Ce phénomène s’explique par plusieurs raisons faciles à saisir, par l’état de culture du peuple, par son manque d’éducation historique, et aussi par son caractère, par son réalisme invétéré, son attachement traditionnel aux rites et aux coutumes. Il s’explique par l’esprit de l’Église qui lui apporta l’Évangile, par les défauts du christianisme byzantin, lui-même déjà tombé dans le formalisme, et aussi par la manière dont la foi nouvelle se substitua à l’ancien polythéisme. Le missionnaire grec était enclin à faire consister toute la religion dans les rites, et ses protecteurs, les convertisseurs du peuple, les princes de Kief étaient naturellement, par leur éducation païenne, encore plus portés à ne demander à leurs sujets que le respect des observances de la foi nouvelle.

Une des choses qui frappent dans l’histoire de la Russie, c’est la facilité avec laquelle le christianisme s’est introduit chez les Slaves russes. Entre l’Évangile et le paganisme, la lutte fut courte, la victoire peu disputée. À Kief, où le Christ avait des églises dès avant Vladimir, le polythéisme semble avoir été vaincu sans avoir presque combattu. Il s’efface, en quelque sorte, il s’évanouit tout à coup devant le conquérant étranger[1]. Or, en religion, plus encore qu’en politique, il n’y a de complètes et de durables que les victoires disputées.
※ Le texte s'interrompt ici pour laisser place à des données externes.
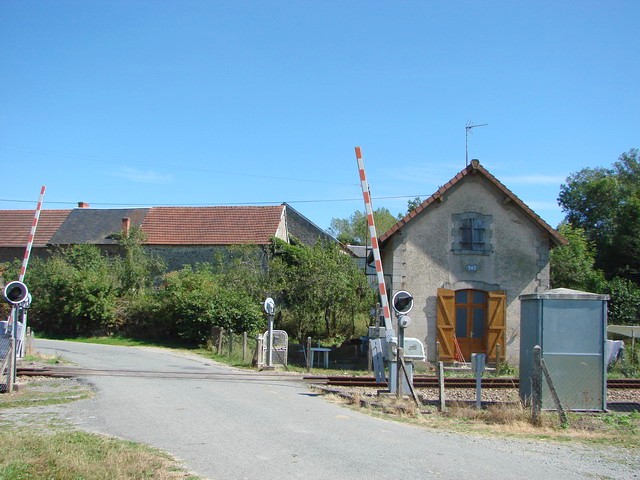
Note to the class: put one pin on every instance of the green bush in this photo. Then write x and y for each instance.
(196, 300)
(73, 293)
(624, 305)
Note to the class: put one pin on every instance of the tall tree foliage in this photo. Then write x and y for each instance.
(572, 265)
(320, 290)
(605, 203)
(74, 293)
(355, 229)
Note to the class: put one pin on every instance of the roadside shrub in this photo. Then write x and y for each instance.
(624, 306)
(197, 301)
(73, 293)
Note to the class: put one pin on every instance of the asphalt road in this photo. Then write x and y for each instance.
(226, 428)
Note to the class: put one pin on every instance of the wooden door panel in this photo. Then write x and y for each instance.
(496, 323)
(445, 323)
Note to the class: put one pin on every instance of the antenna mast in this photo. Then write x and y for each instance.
(467, 130)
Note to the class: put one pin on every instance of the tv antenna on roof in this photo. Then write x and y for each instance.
(467, 130)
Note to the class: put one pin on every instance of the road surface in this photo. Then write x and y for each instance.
(221, 427)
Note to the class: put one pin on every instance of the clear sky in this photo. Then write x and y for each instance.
(183, 102)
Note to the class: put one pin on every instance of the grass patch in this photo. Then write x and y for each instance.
(39, 444)
(506, 420)
(39, 393)
(30, 452)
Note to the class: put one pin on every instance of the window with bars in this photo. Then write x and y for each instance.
(472, 233)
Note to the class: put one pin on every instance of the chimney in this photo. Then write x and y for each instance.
(126, 226)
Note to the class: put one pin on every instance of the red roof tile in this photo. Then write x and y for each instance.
(212, 225)
(15, 226)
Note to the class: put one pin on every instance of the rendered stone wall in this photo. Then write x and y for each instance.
(421, 258)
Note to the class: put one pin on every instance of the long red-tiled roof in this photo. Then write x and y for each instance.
(15, 226)
(474, 168)
(212, 225)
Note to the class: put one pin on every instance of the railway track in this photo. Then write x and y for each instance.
(68, 372)
(419, 381)
(451, 382)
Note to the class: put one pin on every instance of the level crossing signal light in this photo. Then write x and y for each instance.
(402, 302)
(16, 292)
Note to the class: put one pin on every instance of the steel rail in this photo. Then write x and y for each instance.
(452, 382)
(419, 381)
(68, 372)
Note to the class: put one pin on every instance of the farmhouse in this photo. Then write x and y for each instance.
(179, 235)
(466, 254)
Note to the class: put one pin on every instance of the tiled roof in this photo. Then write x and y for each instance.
(96, 226)
(212, 225)
(472, 169)
(15, 226)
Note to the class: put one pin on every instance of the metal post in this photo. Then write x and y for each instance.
(244, 346)
(220, 335)
(536, 386)
(441, 386)
(14, 336)
(270, 343)
(478, 387)
(400, 356)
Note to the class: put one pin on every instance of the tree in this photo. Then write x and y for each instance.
(136, 269)
(320, 290)
(605, 203)
(572, 265)
(624, 304)
(74, 293)
(355, 229)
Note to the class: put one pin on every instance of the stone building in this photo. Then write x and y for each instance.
(466, 254)
(179, 235)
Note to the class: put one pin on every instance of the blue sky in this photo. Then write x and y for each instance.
(149, 103)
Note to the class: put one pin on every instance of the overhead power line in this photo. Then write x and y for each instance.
(223, 204)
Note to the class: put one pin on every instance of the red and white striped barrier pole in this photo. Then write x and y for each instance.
(34, 225)
(384, 300)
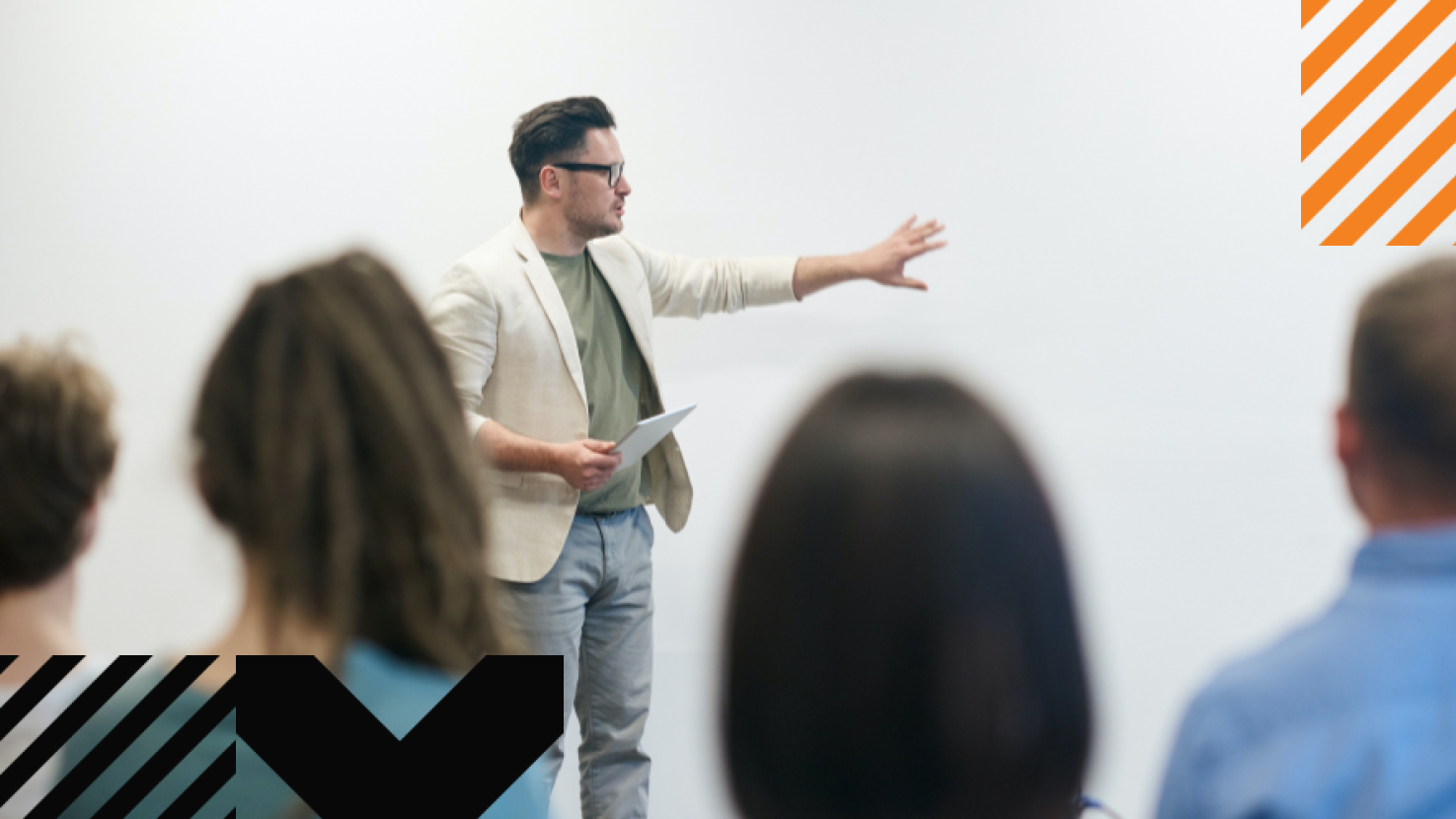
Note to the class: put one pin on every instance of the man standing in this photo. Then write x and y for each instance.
(1354, 713)
(549, 334)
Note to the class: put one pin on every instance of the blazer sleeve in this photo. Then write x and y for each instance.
(684, 287)
(463, 318)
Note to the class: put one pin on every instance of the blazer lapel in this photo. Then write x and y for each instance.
(625, 290)
(555, 309)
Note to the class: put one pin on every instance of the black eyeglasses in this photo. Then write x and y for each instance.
(613, 171)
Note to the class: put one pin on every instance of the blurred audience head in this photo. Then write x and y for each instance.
(331, 444)
(1397, 431)
(901, 638)
(57, 450)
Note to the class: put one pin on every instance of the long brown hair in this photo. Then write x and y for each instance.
(333, 445)
(901, 635)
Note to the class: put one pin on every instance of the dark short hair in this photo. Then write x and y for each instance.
(901, 638)
(1403, 374)
(331, 444)
(57, 450)
(552, 132)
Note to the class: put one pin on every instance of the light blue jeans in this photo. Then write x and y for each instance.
(594, 608)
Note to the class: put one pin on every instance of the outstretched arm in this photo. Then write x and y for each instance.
(884, 262)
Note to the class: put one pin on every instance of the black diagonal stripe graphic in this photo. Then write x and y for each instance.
(169, 755)
(119, 738)
(66, 724)
(204, 785)
(36, 690)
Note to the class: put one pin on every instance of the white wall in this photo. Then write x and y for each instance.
(1125, 273)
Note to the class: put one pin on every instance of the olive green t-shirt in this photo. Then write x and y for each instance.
(612, 368)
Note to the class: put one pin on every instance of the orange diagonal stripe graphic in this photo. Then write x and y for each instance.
(1430, 217)
(1395, 185)
(1345, 34)
(1379, 134)
(1311, 9)
(1373, 73)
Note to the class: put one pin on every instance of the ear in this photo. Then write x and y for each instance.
(549, 180)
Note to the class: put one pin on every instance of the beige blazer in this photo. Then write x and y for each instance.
(512, 356)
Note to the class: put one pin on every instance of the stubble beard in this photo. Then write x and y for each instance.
(591, 226)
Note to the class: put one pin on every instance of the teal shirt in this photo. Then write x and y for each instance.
(612, 370)
(396, 692)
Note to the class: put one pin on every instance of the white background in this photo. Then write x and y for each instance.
(1125, 276)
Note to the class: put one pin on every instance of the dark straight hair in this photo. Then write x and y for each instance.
(333, 445)
(901, 638)
(554, 131)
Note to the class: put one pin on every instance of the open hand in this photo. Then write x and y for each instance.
(885, 262)
(587, 465)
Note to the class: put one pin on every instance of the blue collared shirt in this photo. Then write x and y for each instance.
(1351, 714)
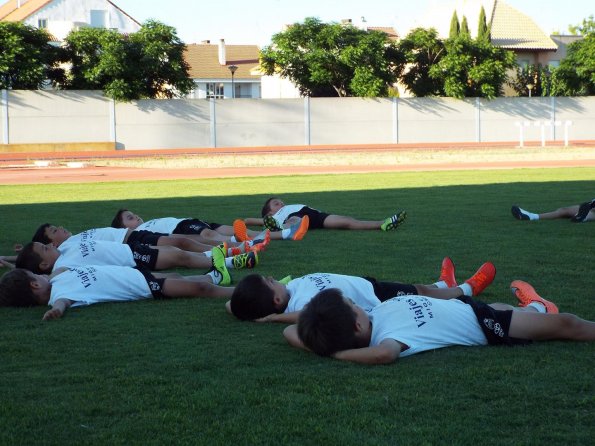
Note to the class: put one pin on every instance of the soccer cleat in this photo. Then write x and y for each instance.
(297, 231)
(517, 213)
(447, 273)
(271, 224)
(240, 230)
(482, 278)
(246, 260)
(526, 294)
(393, 222)
(583, 211)
(219, 269)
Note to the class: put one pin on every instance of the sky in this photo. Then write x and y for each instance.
(253, 23)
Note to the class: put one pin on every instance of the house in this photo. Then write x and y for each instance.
(224, 71)
(59, 17)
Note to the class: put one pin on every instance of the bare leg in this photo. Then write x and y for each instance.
(190, 286)
(343, 222)
(170, 257)
(528, 323)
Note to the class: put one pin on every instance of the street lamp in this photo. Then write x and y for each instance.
(233, 69)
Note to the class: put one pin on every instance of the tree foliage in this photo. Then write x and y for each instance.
(27, 59)
(146, 64)
(422, 49)
(332, 59)
(472, 68)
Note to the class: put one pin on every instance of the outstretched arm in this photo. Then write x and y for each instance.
(57, 310)
(384, 353)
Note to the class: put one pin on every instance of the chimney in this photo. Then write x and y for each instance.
(222, 59)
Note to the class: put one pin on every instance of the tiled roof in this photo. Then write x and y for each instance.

Le triomphe du christianisme fut d’autant plus rapide

  1. Si, à Novgorod ; la résistance du paganisme fut un peu plus longue et plus vive, M. A. Nikitski a montré que, aux bords mêmes du Volkof, cette résistance fut moindre que ne l’ont cru Solovief et Kostomarof. Nikistki : Veliki Novgorod, Otcherk vnoutrennoï istorii v velikom Novgorodé, Saint-Pétersbourg, 1879.